Oxford Annotated Bible

Oxford Annotated Bible
The 1973 edition of the New Oxford Annotated Bible, with the RSV text
The 2000 edition of the New Oxford Annotated Bible, with the NRSV text

The Oxford Annotated Bible (OAB) is a study Bible published by the Oxford University Press (OUP). The notes and the study material feature in-depth academic research from non-denominational perspectives, with contributors from mainline Protestant, Roman Catholic, and Jewish traditions.

The original OAB and the first edition of the New Oxford Annotated Bible (NOAB), edited by Herbert G. May and Bruce Metzger, were based on the Revised Standard Version (RSV) of the Bible. After the release of the New Revised Standard Version (NRSV) of the Bible in 1989, OUP published a second edition of the NOAB based on that translation. The NRSV was also the basis of the third edition (2000), edited by Michael Coogan, which is considered to be much more ecumenical in approach. For example, it calls the Old Testament the "Hebrew Bible" out of consideration to Jewish readers. A fully revised Fourth Edition was released in May 2010.

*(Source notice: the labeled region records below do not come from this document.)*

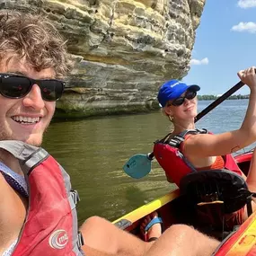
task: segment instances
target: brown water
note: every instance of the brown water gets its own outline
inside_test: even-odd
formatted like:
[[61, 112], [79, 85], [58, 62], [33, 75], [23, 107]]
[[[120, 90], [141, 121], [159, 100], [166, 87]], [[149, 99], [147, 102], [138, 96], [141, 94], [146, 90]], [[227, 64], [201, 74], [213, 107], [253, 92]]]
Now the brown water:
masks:
[[[199, 102], [201, 110], [210, 102]], [[199, 121], [215, 133], [238, 128], [248, 101], [226, 101]], [[110, 220], [164, 195], [173, 185], [154, 162], [147, 177], [133, 180], [122, 171], [135, 154], [147, 154], [164, 137], [170, 122], [159, 111], [79, 121], [54, 122], [45, 136], [46, 148], [69, 172], [82, 201], [79, 220], [97, 215]]]

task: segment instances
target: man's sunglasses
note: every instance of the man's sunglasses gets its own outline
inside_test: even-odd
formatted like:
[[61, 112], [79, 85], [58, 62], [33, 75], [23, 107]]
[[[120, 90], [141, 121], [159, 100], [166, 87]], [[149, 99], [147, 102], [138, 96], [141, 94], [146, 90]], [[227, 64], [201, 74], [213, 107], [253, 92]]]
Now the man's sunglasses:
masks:
[[181, 106], [184, 103], [185, 99], [187, 100], [192, 100], [197, 96], [197, 92], [193, 91], [187, 91], [186, 94], [184, 97], [179, 97], [175, 100], [173, 100], [168, 106]]
[[58, 100], [65, 88], [65, 83], [57, 79], [34, 80], [23, 75], [0, 73], [0, 93], [11, 99], [20, 99], [26, 96], [33, 84], [39, 85], [44, 101]]

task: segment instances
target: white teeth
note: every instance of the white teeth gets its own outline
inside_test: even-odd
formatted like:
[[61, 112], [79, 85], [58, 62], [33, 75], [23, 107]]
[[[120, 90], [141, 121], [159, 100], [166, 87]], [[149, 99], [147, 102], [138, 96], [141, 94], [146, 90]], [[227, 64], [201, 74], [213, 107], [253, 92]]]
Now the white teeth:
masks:
[[14, 116], [12, 119], [20, 123], [26, 123], [26, 124], [34, 124], [40, 121], [40, 118], [28, 118], [28, 117], [22, 117], [22, 116]]

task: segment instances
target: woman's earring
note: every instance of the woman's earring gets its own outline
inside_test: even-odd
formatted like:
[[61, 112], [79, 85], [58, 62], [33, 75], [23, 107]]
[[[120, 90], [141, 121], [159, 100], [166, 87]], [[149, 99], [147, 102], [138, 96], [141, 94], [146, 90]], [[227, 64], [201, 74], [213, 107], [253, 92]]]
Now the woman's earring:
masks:
[[171, 115], [170, 115], [170, 116], [168, 116], [168, 117], [169, 117], [170, 121], [171, 121], [171, 122], [173, 122], [173, 119], [174, 119], [174, 117], [173, 117], [173, 116], [171, 116]]

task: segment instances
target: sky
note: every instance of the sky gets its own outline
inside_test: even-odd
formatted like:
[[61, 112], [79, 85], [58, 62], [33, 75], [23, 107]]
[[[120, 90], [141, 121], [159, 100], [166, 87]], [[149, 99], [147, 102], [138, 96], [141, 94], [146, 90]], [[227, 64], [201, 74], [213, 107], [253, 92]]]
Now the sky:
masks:
[[[256, 66], [256, 0], [207, 0], [182, 80], [199, 94], [222, 94], [239, 82], [237, 72]], [[234, 94], [249, 94], [244, 85]]]

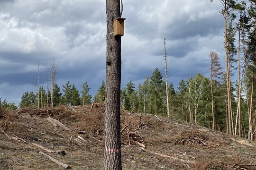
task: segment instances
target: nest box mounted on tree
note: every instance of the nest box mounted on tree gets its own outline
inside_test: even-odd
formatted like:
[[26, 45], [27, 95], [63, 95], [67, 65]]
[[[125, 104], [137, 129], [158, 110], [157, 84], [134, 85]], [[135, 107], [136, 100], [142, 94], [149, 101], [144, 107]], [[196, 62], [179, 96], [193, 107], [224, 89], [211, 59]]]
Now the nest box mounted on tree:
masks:
[[124, 20], [126, 18], [119, 17], [114, 20], [114, 36], [124, 35]]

Some editions of the Oxford Annotated Bible also include the apocryphal and deuterocanonical books used by the Roman Catholic Church and the Greek and Slavonic Orthodox Churches, as well as churches of the Anglican Communion (including The Episcopal Church); these editions are titled the "[New] Oxford Annotated Bible with the Apocrypha". The Apocryphal books are also available in a separate volume.

Some groups, including fundamentalist and evangelical Protestants as well as traditional Catholics object to some of the translation principles used by this Bible, such as the assertion that passages in the Old Testament traditionally seen as referring to Jesus do not do so, and the claim that 1 Corinthians 6 does not refer to Homosexuals. Another objection is raised to the OAB because the editors adhere to contemporary, scholarly views of Biblical criticism, and thus call into question the traditional authorship of some books.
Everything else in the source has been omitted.